In 1945 Kelly was inducted in the Hall of Fame by the Veterans Committee. By the second half of the 20th century, the player who'd been as beloved in his era as Babe Ruth and Mickey Mantle were in theirs faded into obscurity.
All the while, one of the autographed programs from the Elks tribute dinner in 1887 was preserved in mint condition, buried in a trunk beneath newspapers, letters and some other Elks mementos in the attic of a wealthy family in the West Roxbury neighborhood of Boston. When the matriarch died in 1985, the family had yard sale. The trunk of mostly junk sold for $25.

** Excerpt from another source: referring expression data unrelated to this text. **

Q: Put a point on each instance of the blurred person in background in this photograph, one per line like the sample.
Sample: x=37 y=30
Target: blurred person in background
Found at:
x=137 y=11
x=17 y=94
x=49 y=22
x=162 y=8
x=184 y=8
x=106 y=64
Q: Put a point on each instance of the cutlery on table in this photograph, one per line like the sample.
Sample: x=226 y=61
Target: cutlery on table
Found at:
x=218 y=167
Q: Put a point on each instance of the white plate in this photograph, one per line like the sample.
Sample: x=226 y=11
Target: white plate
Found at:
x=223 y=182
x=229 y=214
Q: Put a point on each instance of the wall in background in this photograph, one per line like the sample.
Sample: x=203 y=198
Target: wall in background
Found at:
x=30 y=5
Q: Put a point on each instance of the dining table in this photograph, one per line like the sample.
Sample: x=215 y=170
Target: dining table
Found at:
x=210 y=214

The man who bought it was a lifelong Elks member who enjoyed collecting pins and other relics from the club's early days. So he was thrilled to find the perfectly preserved program from the 1887 dinner. He had no idea who Mike Kelly was and didn't care. He just liked the way the program looked behind glass in his home office, and there it stayed for 25 years.

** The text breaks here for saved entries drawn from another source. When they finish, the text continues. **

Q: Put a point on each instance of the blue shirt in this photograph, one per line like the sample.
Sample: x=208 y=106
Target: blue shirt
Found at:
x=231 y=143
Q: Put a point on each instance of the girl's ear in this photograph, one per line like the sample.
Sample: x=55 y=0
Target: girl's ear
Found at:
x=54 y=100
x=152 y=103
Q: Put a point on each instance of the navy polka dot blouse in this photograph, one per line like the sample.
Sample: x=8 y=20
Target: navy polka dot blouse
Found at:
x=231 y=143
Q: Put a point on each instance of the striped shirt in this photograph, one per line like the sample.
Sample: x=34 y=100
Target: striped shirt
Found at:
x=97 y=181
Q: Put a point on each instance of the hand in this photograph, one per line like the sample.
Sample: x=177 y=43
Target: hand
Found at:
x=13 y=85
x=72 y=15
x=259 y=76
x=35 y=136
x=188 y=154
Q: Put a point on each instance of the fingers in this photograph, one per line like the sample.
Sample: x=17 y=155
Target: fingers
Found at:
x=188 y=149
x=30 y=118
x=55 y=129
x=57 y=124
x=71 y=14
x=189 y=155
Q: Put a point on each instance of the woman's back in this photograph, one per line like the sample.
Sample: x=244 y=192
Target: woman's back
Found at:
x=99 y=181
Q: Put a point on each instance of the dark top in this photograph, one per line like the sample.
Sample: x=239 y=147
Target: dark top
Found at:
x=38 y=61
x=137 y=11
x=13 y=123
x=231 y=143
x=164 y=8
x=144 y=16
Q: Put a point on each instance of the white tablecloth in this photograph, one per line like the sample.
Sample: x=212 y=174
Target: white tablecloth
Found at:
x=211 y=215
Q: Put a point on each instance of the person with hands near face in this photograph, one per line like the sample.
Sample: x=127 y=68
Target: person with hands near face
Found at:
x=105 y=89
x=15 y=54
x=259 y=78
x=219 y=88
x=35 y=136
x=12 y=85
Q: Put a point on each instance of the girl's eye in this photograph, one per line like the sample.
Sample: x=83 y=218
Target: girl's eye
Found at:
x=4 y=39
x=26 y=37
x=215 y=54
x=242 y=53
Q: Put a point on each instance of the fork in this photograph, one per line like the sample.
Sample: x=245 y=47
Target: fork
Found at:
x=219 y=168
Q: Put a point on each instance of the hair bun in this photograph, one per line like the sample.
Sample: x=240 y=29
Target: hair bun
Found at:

A couple years ago the man's 12-year-old nephew was hanging around his office, picking up and setting down Elks memorabilia. He saw the autograph and said, "That's King Kelly! He's in the Hall of Fame!"
Now the autographed photo and program are in an online sports memorabilia auction that will conclude Saturday. The consigner -- the Elks aficionado who bought the trunk at the yard sale and kept the program all these years -- asked not to be identified.
SCP Auctions estimates that fewer than 10 authentic Mike King Kelly autographs are known to exist, and most are on contracts or other documents. This is the only known Kelly autographed photograph.
Kevin Keating, perhaps the foremost sports autograph authenticator in the country, said the value should be substantially more than $100,000. And he said that no baseball autograph has ever sold for six figures on the inherent value of the signature.
"I can think of some Babe Ruth items that sold for more, but the signature was on a Babe Ruth home run ball, or a home run bat," he said. "What carries the value of the Kelly piece is the autograph itself. It's so aesthetically pleasing. If you could bring Kelly back to life to sign one thing, you'd be hard-pressed to find anything nicer for him to sign. It's breathtaking."
Kelly's voice is preserved in an autobiography he produced with a ghostwriter in 1888, the first ever by a baseball player. The home opener and Elks dinner of a year earlier were fresh in his mind.
"I shall never forget the opening game of the season in Boston," he wrote. "It was the most memorable night of my life."
Kelly became an active member of the Boston Elks chapter. Celebratory and charitable, blue-collar and benevolent, the Elks were a great fit for him. The Elks started in New York shortly after the Civil War, spinning off a group launched by vaudevillian Charles Vivian called the Jolly Cork Club so named because of a trick new members fell for every time.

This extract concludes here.